Papers Past relaunched on GreenstoneSeptember 10th, 2007
Today we announced that our beloved Papers Past website has been relaunched with a fantastic full-text search facility. Papers Past first launched in 2001 with digital image scans of pages, and a lovely chunky Java Applet for zooming in-and-out of articles... but alas no full-text search. Well, the wait is now over and the project team has built a new web application and completed the first phase of extracting the text from the image scans using Optical Character Recognition (OCR). A mammoth exercise.
Browse by region interface for Papers Past in 2007.
The OCR process itself is super-interesting but we wanted to talk today about Greenstone, the application behind the website. Greenstone is a digital library platform that came out of a University of Waikato research project about 10 years ago.
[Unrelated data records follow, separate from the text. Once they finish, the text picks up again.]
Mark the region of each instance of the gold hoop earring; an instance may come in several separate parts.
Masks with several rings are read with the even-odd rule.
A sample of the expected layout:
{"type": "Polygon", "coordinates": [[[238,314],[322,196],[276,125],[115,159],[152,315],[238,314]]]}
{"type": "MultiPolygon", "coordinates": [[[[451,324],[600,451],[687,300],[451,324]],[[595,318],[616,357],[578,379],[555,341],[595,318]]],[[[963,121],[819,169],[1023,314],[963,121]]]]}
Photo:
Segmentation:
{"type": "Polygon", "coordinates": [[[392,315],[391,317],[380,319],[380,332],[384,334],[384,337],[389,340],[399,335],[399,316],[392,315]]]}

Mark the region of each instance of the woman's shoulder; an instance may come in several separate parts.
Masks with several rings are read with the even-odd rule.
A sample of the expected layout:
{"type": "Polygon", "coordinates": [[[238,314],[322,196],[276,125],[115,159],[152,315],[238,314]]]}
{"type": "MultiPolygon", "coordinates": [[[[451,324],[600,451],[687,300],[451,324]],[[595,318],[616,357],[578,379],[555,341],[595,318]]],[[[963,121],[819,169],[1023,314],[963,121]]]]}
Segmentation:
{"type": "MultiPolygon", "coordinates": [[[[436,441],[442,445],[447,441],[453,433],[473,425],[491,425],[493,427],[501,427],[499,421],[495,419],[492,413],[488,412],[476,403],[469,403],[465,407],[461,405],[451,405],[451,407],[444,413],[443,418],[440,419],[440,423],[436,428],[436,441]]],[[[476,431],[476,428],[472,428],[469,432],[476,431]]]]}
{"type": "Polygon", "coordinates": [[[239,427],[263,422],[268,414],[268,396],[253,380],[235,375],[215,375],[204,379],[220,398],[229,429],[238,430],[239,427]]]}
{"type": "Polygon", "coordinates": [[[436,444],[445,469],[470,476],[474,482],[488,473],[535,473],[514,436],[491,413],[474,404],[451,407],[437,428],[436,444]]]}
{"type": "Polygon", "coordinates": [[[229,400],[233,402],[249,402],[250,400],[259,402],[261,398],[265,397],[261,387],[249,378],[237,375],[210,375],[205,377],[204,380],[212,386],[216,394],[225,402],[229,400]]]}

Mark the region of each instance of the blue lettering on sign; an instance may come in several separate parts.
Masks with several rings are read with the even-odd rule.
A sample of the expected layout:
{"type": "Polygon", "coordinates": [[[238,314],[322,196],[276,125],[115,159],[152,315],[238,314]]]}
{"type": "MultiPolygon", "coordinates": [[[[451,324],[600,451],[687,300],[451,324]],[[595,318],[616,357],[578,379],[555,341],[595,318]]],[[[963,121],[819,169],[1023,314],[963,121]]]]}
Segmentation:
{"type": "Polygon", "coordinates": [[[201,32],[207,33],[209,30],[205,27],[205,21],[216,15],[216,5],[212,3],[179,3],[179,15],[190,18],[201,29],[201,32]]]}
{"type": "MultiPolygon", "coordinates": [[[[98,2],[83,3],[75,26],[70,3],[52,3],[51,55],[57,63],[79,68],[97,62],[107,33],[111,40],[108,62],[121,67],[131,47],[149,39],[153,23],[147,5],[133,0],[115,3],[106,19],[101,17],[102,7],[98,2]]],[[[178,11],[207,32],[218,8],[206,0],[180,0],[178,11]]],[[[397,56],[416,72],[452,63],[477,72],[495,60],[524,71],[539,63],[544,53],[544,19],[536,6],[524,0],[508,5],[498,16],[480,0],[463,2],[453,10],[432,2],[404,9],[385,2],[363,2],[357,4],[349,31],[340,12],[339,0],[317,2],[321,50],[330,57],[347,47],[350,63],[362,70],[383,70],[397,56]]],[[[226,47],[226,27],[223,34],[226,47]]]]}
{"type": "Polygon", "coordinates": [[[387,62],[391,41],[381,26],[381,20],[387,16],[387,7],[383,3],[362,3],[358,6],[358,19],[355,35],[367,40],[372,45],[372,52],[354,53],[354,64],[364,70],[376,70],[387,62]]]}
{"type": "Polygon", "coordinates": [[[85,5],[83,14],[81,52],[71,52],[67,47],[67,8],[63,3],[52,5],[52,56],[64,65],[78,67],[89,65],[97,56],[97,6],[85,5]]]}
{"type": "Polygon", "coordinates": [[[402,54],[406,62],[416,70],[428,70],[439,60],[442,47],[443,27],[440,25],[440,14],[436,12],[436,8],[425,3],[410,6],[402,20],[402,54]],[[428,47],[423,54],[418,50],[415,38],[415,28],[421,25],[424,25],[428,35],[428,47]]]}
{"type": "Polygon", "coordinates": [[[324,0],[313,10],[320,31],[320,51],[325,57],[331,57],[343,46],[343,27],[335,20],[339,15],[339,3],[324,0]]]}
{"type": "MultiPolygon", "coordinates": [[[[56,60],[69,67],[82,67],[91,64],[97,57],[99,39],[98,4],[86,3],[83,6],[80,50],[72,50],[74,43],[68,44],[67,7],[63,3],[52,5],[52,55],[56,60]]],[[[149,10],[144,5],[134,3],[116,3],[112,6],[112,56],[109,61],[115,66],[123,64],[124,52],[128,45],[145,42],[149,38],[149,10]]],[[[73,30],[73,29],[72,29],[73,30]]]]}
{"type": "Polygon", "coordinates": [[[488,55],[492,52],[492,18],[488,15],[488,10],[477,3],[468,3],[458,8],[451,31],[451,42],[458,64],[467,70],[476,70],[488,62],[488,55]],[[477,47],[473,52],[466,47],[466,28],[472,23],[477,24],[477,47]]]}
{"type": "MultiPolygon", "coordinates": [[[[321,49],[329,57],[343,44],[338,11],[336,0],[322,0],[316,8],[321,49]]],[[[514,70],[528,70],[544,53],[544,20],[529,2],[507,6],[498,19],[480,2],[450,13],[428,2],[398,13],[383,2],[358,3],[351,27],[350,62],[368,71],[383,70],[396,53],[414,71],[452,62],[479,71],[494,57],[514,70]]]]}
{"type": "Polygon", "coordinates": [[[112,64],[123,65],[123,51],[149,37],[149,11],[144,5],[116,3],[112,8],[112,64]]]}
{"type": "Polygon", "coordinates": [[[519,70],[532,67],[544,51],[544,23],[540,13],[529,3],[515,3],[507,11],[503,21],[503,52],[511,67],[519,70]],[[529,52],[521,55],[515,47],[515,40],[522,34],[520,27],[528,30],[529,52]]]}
There's been some quite amazing technical developments as part of this project and it's worth making a big deal about it because it's open source and we hope the work will be reused. A big up to the team at DL Consulting who have been leading the Greenstone work for us (plus also Click Suite for their user interface work, Gordon Paynter, Tracy Powell and the rest of the team at the National Library).
The main challenge was really about scale. The collection contains 46,927 newspaper issues with searchable text (comprising 254,295 pages and 3,161,143 articles) and 160,740 newspaper issues without searchable text (comprising 865,071 pages). As the OCR process continues the number of full-text pages will rise to over one million... and that presented some challenges for Greenstone.
A significant amount of "streamlining" was done to ensure the system worked well with such a large amount of data. First, the systems for importing the data in to Greenstone were optimised to be as fast as possible, as even a very minor bottleneck became significant when processing millions of articles. Likewise the display-time code was carefully streamlined for optimum performance.
The size of the metadata is also quite extraordinary. Aside from the typical content metadata, we also needed to store the bounding co-ordinates (the location) of every single word and article within a page. This is to support new interface features that highlight search phrases on top of the images scans, and to also allow users to switch between page and article level views. This bounding metadata was extracted from the digital images into the METS /ALTO XML format, and was something that had to be custom-built for Greenstone. It seems crazy... but the amount of metadata for each page is typically bigger in size than the source TIFF image file.
We worked through all these issues, and were very pleased to hear that DL Consulting have been granted research funding from the Foundation for Research Science and Technology (since merged into MSI) to continue their work, allowing Greenstone to scale to even larger collections.
While the redevelopment grew from the need to provide better text search facilities there is also a recognition that, for reading online, the image (as opposed to HTML text) version will be preferable for many users. This is because the OCR process is not perfect so some letters can get muddled in the HTML text version. It is for this reason that image viewing is still an important part of the site. A new image server was built using Perl to dynamically extract and cache web friendly GIF versions.
Another enhancement to Greenstone involved improving the integration with Lucene. One of the reasons we went with Lucene is that it provides support for fuzzy search which helps with the search across imperfect OCR text. Greenstone already had Lucene support available, but it needed some tweaking so it could scale to the 50 GB of text that is estimated the site will grow to.
The Lucene development work has already been returned back to the open source community, and there are plans to also contribute the METS / ALTO import process, the image server, and the core enhancements to the scalability of Greenstone. We're feeling good about the relaunch of the site and it will be interesting to see how it goes down with users.